Video shot at the launch showed smoke and flames dramatically spewing from the SLS RS-25 rocket engines, as they fired in unison for the first time
As ignition occurred at 5.30pm ET local time (10.30pm GMT) the rockets roared to life while anchored to a test stand at NASA’s Stennis Space Center.
The 212ft core stage generated 1.6 million pounds of thrust,
This involved 700,000 gallons (2.6 million litres) of cryogenic fuel pumping through the engines as they exploded into action for a little more than one minute – far shorter than planned.
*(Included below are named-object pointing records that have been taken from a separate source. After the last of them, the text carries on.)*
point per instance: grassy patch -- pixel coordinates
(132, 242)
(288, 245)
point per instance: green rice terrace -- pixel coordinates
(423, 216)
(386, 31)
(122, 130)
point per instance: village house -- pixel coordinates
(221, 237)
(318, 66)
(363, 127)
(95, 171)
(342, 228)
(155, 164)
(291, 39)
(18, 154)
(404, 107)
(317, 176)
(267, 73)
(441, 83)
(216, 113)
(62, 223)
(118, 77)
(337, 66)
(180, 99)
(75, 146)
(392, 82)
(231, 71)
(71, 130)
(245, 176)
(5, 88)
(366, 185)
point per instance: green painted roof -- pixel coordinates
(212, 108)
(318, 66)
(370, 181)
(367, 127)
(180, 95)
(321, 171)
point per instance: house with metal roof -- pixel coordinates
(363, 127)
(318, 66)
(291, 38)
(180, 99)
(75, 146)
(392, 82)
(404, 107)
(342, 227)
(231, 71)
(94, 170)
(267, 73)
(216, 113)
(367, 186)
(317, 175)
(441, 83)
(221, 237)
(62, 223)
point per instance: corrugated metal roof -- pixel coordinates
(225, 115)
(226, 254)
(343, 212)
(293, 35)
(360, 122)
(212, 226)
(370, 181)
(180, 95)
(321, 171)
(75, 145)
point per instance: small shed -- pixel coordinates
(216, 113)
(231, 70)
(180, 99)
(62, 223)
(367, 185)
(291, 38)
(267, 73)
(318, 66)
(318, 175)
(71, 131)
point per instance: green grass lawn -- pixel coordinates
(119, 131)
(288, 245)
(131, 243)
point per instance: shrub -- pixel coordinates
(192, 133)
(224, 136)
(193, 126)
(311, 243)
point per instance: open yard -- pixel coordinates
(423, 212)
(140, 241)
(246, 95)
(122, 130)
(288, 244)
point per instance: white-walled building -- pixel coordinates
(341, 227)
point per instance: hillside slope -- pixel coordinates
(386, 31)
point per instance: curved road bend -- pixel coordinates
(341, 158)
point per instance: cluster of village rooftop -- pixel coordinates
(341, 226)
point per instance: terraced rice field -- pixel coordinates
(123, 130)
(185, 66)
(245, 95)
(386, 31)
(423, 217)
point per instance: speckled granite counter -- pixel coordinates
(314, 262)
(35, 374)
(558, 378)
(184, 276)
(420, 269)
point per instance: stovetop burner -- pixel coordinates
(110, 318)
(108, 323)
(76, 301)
NASA’s ‘mega rocket’ engine test was expected to run for 485 seconds – more than eight minutes.
This is the approximate duration the engines will be required to burn during take-off, when they eventually power NASA’s Artemis Moon program rocket.
NASA revealed in a subsequent blog post how the four RS-25 engines fired for only a little more than 60 seconds.
NASA chief Jim Bridenstine, who attended the test, said in a statement: ”Not everything went according to script today.
“Saturday’s test was an important step forward to ensure that the core stage of the SLS rocket is ready for the Artemis I mission, and to carry crew on future missions.
“Although the engines did not fire for the full duration, the team successfully worked through the countdown, ignited the engines, and gained valuable data to inform our path forward.”
NASA analysts have not had enough time to confirm exactly what caused the early shutdown in Saturday afternoon’s SLS engine test.
Flight controllers could be heard during the test referring to an “MCF” (Major Component Failure) supposedly concerning engine Number 4 on the SLS booster.
NASA SLS program manager John Honeycutt revealed how after the one minute-mark, cameras caught a flash on the engine’s protective thermal blanket.
However, its cause and significance are still to be determined.
Space experts believe it is too early to know for certain if a second hot-fire test will be required at Stennis.
Another option for NASA is to conduct another test at NASA’s Kennedy Space Center.
This is the site from which SLS is set to launch the unmanned Artemis 1 Moon mission before the end of 2021.
Similarly, it remains too early to conclude if Artemis 1 will still be able to launch this year.
NASA chief Mr Bridenstine when discussing whether a 2021 launch for Artemis 1 is still in the pipeline, admitted: ”I think it’s still too early to tell.
“As we figure out what went wrong, we’re going to know kind of what the future holds.”
The Green Run series of tests began in January last year, when the stage was delivered from NASA’s Michoud Assembly Facility in New Orleans and installed in the B-2 test stand at Stennis.